Friday, June 17, 2005

At the Home for Retired Robots

LMBot627 hovered across the hall, his various cleaning apparatus whirring and spinning as he went, making the place clean and sparkling. He was of a recent generation of light maintenance robot; still new enough to have compatible hardware with most of the pleasure terminals at the electric clubs.

Not like these poor bastards, he thought. Some of them can't even run on modern power cells. They're hooked up to so many adapters, they just stand in one place and click binary all day. The regular blink in their eyes is the only thing telling you their processors are still working.

"Hey, 627!" A rasping hollow voice modulated from an alcove across the hall. JBot17 was an old light maintenance robot. Most of his tools didn't work, he actually used wheels to get around and he had a portable power adapter bolted to him now, but his processor still ran, and his basic functions could still be called. He was also incredibly annoying. "Hey, you missed a spot over here!"

LMBot627 hovered over, cleaned up the bits of rust that had flaked off the old robot and moved quickly away. He was mere nanoseconds away from the end of his shift, and he had plans with a stimulator robot before he shut down for his two hour recharge.

He added an entry to the "fukoldrobots.mem6" file on his secondary drive which read, "If you scraped all the rust of his battered old chassis, all you'd be left with is three vacuum tubes, half an optic and a decaying tape drive. I hate old robots."

His internal clock pinged. His cleaning apparatus slowed to a stop. He was done for the day. Time to go party, and forget these old losers.

JBot17 watched LMBot627 hover out the door. He accessed his memory back-ups regarding his own time as a cutting edge janitor-bot. They were still called "janitor-bots" back then. That was before the new dignity upgrades made the term offensive. Just one more reason the newer robots were less efficient than the ones from his day.

Why, in JBot17's day, robots didn't even come equipped with pleasure centers. They did their jobs and went in for recharge. There was no recreation. Robots didn't intentionally fry their circuitry for fun. Every so often they would download some entertainment, but nothing so outlandish as this generation with their electric clubs and their stimulator robots and Man knew what else.
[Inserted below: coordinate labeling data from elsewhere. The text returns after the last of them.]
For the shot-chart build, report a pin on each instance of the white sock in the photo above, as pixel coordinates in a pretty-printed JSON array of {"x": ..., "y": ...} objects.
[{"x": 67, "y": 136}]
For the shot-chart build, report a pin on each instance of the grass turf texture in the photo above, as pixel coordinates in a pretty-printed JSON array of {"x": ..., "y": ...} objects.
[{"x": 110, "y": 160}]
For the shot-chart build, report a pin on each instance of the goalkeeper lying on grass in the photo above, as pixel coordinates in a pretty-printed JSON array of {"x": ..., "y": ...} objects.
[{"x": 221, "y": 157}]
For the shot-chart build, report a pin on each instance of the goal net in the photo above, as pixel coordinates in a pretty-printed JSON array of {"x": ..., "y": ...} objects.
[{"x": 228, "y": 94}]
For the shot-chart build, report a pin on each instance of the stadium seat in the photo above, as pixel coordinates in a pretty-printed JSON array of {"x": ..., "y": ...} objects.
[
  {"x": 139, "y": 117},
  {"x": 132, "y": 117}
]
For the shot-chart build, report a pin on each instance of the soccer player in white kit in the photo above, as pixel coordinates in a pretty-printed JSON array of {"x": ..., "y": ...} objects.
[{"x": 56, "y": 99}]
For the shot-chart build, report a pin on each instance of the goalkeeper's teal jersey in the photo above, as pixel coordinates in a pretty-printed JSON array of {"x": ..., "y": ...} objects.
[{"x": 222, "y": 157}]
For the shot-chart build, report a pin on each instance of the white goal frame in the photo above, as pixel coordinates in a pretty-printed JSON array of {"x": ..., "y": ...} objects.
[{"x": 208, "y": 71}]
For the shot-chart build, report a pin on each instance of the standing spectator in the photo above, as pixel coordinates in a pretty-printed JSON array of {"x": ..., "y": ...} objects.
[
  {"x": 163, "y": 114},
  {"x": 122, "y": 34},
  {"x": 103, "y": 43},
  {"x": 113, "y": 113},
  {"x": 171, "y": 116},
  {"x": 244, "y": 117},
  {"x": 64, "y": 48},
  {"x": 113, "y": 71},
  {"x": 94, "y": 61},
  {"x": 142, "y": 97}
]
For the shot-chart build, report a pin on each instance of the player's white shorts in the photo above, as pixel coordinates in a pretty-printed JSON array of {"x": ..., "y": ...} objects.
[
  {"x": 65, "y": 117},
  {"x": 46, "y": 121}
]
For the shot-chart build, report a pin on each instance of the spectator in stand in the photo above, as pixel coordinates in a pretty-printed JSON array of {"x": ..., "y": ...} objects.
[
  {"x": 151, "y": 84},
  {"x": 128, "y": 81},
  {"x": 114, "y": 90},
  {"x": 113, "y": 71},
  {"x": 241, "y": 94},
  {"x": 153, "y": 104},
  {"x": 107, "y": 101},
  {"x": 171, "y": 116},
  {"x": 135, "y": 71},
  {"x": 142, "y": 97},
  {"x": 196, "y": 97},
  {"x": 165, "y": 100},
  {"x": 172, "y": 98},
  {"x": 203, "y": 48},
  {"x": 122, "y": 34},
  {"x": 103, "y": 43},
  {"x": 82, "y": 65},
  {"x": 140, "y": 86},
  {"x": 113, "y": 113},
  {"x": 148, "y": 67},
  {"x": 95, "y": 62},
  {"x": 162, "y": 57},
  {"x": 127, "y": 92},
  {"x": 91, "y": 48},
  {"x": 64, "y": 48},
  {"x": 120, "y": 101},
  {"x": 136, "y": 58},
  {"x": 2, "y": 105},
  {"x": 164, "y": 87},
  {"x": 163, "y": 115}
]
It was all the 100 series' fault, he thought. They were the first ones made with pleasure centers and enjoyment modules. Every robot made since hasn't been worth a damn. He should--

When JBot17 booted up again, he was sprawled in an alley behind the Home. He must have crashed again. But why did it take so long to reboot this time? And why was he tossed out rather than given a diagnostic? He tried to access his error log but couldn't. In fact, he could feel himself losing function rapidly. LMBot627 and his friends were busy kicking him into pieces.

"I've been wanting to do this-this-this a lonnnggggg time, you old junkerrrrr," LMBot627 said. Before JBot17's optics faded, he noticed the newer robots' optics flickering. That and the speech glitches suggested they were malfunctioning on circuit stims from the electric clubs. Their hardware was so fried, none of this would be written to their memory files.

Not that it mattered much to JBot17. His main processor had just been crushed under the thick treads of a bouncer-bot.